One fine day, Jeff Ashton (David G. Cannon) has a rather awkward package
in his mail. It contains a severed arm. Most people would be taken aback by this
sort of thing, but Jeff has an additional reason to panic a little: some years
ago, he and a group of friends were visiting an old mine, where they got trapped
in a cave-in. After a couple of weeks, starvation set in. Jeff manages to
convince most of the gang that cannibalism was the solution to their problem,
but because they weren’t barbarians, his plan was to cut off one
extremity of everyone in turn. Ted (Ray Dannis), drew the short straw and lost
an arm. Only moments later, rescue came. The others pretended Ted lost his arm
in the initial cave-in, and the now one-armed guy has been bopping in and out of
mental health care facilities ever since.
So it’s no surprise that Jeff assumes this very special package to be a sign
of Ted now seeking revenge on his former friends. Indeed, one after the other of
them get an arm hacked off, the mysterious one-armed perpetrator seemingly not
caring if they live or die in the process, as long as the killer gets their
arm.
Tom Alderman’s The Severed Arm is one of those local/regional US
movies of the 70s that I find rather more effective than it should be on paper.
The budget is obviously low (as the seat of one’s pants); half of the actors are
the sort of people who have long careers in mostly very minor parts, the other
half only have one or two credits; the script has obvious logical flaws (like
nobody noticing that Ted’s arm was cut off just a minute ago instead of several
weeks as the friends tell); and director Alderman – whose last of two films this
is – is clearly inexperienced.
However, most everyone involved seems to have put quite a bit of effort in.
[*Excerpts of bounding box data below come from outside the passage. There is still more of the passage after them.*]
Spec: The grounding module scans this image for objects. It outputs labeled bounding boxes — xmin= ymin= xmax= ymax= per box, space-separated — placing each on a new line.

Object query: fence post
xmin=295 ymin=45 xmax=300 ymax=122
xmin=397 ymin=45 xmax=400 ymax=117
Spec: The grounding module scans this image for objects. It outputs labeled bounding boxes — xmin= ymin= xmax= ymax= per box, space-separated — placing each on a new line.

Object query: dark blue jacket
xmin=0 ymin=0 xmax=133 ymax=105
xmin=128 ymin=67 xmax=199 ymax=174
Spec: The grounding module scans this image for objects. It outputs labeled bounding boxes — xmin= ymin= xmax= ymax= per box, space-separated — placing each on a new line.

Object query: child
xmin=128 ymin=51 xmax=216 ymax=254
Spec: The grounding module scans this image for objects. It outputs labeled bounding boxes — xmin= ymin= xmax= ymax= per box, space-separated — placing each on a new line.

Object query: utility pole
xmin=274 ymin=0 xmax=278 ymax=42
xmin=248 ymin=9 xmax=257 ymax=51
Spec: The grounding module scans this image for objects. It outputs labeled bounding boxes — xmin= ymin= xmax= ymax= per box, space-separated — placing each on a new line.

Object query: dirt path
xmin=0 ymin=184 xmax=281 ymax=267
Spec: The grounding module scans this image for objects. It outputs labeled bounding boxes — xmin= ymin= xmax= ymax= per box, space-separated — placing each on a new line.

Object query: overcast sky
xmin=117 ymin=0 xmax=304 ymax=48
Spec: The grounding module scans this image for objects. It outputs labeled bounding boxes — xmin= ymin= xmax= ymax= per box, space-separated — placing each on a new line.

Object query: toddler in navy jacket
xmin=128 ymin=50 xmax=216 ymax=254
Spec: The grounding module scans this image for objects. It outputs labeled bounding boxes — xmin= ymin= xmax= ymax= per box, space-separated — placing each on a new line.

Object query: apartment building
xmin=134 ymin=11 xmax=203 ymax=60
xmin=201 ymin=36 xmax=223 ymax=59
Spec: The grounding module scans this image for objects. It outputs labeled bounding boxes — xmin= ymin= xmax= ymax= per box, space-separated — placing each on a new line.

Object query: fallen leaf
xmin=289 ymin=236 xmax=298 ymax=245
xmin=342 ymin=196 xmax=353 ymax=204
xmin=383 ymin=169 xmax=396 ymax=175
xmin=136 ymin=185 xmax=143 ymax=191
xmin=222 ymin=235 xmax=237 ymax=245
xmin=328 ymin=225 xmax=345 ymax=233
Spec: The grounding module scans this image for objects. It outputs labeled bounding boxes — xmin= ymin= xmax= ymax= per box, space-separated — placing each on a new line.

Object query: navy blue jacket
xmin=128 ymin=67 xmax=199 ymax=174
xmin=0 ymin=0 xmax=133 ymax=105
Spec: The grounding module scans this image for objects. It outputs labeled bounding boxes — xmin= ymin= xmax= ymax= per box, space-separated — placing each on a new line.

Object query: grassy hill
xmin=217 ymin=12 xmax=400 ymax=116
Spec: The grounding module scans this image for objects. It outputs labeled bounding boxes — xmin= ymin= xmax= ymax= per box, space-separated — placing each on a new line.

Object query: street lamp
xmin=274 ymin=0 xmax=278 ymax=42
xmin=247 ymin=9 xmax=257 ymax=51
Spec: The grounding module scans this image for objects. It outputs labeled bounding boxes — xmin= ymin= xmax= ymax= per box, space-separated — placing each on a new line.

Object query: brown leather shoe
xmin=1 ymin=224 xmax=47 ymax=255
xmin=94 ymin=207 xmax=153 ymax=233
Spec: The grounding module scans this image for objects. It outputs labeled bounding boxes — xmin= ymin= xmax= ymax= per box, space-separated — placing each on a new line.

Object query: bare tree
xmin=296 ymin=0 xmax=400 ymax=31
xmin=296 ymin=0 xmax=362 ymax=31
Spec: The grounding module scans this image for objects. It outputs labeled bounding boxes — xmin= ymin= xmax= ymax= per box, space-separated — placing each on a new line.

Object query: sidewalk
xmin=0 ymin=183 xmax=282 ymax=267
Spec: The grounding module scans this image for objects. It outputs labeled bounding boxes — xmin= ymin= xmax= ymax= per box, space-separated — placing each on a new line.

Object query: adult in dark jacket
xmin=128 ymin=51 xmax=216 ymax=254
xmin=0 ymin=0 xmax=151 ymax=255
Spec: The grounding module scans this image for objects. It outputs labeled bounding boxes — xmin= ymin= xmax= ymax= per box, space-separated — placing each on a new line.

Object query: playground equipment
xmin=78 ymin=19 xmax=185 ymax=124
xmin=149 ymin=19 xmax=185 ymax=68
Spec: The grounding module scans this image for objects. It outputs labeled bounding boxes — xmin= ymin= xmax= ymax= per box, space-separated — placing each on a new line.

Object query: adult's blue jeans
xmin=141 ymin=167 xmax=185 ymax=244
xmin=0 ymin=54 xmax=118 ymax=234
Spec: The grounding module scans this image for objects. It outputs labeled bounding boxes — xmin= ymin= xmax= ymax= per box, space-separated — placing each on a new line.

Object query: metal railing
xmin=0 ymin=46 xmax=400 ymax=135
Thus the actors apply themselves to the material much more than most name actors
would in the situation, and Alderman does his utmost to avoid the nailed-on
camera and bland staging not atypical of this sort of film. In fact, the
director puts a lot of imagination particularly into the staging of the suspense
scenes, using chiaroscuro effects, Dutch angles and every other play of light
and darkness he can come up with, often achieving a feeling of aesthetic
intensity that’s at least related to the giallo or early US slashers. You could
certainly argue that this is a proto-slasher, at least on an aesthetic
level.
An additional charm are the film’s – very 70s – little eccentricities like
placing one of the victim’s as a low rent “comedy” radio DJ going by the nom de
plum of Mad Man Herman (played by Marvin Kaplan as the unfunny Marx Brother).
And then there’s the obligatory 70s downer ending that involves an improbable
plot twist, dubious acting, and a horrible fate for everyone, turning this into
a film I find physically impossible not to love a little.